Irish language to be taught through PE classes
The project hopes to foster learning outside the classroom.
Irish will be taught through PE classes in a bid to improve school children’s confidence in learning and speaking the language.
The three-year project encourages primary and post-primary students to adopt the Irish language more naturally outside the classroom when talking and playing.
The aim of the PE as Gaeilge project is to improve school children’s competence, disposition and confidence when learning the language.
It will also support teachers to implement a Content and Language Integrated Learning (CLIL) approach to language learning.
Minister for Education and Skills Joe McHugh launched a project on Thursday.
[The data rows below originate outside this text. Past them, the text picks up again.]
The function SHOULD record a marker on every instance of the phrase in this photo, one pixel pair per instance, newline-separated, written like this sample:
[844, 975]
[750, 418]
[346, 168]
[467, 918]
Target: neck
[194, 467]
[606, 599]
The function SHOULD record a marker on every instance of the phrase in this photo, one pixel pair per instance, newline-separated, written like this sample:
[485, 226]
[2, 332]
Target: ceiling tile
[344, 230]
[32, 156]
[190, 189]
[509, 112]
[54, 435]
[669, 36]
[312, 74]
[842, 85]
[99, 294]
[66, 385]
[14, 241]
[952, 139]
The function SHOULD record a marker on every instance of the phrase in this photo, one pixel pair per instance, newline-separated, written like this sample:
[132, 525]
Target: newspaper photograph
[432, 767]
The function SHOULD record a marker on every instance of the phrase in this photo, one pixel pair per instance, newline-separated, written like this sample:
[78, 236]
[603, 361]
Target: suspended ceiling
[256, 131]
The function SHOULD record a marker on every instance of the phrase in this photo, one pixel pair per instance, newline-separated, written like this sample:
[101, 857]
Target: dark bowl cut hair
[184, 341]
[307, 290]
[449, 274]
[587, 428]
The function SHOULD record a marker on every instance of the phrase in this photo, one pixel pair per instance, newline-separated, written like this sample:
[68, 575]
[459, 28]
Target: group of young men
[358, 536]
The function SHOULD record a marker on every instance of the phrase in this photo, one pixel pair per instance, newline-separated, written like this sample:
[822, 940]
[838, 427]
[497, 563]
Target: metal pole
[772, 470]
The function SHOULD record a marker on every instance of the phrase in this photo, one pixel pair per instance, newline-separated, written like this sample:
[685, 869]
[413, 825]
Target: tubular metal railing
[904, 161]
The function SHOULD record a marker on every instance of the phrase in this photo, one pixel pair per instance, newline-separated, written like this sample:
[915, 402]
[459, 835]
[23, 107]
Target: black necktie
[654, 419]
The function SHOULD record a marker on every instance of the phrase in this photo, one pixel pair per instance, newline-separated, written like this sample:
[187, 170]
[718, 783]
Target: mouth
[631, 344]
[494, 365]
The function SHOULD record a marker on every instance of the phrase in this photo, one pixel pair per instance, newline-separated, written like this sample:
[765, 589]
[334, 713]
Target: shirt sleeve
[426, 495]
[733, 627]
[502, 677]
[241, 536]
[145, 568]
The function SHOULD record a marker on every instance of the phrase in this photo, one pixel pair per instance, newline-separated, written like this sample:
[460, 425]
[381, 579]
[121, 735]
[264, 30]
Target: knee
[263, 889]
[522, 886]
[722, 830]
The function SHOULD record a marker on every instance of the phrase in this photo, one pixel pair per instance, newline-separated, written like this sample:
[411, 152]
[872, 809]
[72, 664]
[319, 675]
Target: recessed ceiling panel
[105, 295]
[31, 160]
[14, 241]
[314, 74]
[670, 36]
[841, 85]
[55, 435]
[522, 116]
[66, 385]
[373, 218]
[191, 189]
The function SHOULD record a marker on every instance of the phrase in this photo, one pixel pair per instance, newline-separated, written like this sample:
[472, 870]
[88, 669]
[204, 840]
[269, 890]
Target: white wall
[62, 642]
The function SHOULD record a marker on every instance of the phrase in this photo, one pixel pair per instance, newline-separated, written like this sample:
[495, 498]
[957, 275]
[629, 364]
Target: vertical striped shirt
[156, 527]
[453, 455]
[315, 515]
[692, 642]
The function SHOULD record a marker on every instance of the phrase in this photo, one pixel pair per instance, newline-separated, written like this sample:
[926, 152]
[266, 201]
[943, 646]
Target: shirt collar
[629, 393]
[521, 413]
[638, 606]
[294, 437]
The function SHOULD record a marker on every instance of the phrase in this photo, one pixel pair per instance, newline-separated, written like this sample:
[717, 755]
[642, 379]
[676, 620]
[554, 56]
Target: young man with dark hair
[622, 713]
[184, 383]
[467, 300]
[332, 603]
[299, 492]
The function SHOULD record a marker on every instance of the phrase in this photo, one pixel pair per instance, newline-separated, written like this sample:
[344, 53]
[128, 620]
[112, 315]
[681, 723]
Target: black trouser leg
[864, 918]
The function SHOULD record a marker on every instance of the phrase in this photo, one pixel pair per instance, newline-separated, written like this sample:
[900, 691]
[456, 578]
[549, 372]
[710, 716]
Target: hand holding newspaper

He was joined at Maynooth University by Ireland soccer international Amber Barrett, a history and English teacher in Beneavin College in Dublin, and Ireland rugby captain Ciara Griffin, a primary teacher in CBS Tralee, along with Peter Kelly, Kildare footballer and teacher in St Patrick’s Boys School in Rathangan.
The PE as Gaeilge project will run as a pilot, using the CLIL methodology in primary and post-primary schools with the project expanding over the three years.
Mr McHugh said: “We must be ambitious in our approach to the language and how it is taught and endeavour to make it relevant to the next generation and instil a love of the language.
“Initiatives like this will help to take learning out of the classroom, to make it as simple as possible for children to use and improve their Irish in a fun and everyday way.
“We are also combining all those other benefits that come with PE – it is good for the mind and body and wellbeing.”
As part of the launch, Mikaila Greenan and Colm Keane, who have just completed teacher education degrees at Maynooth University Froebel Department and undertook CLIL research, demonstrated PE as Gaeilge lessons with 4th class pupils of English-medium primary school Scoil San Carlo in Leixlip.
Mr McHugh said: “We hope that the project will see more and more children adopt Irish naturally when they are talking, playing and communicating in real contexts beyond the classroom.”
Tony Sweeney, from Maynooth University, said: “We welcome CLIL as a dual-focused approach in which Gaeilge is used meaningfully in the teaching and learning in quality Physical Education lessons.
“Froebel Department’s student teachers at Maynooth University have been successfully employing this approach on a cross-curricular basis during their primary school placements in recent years.”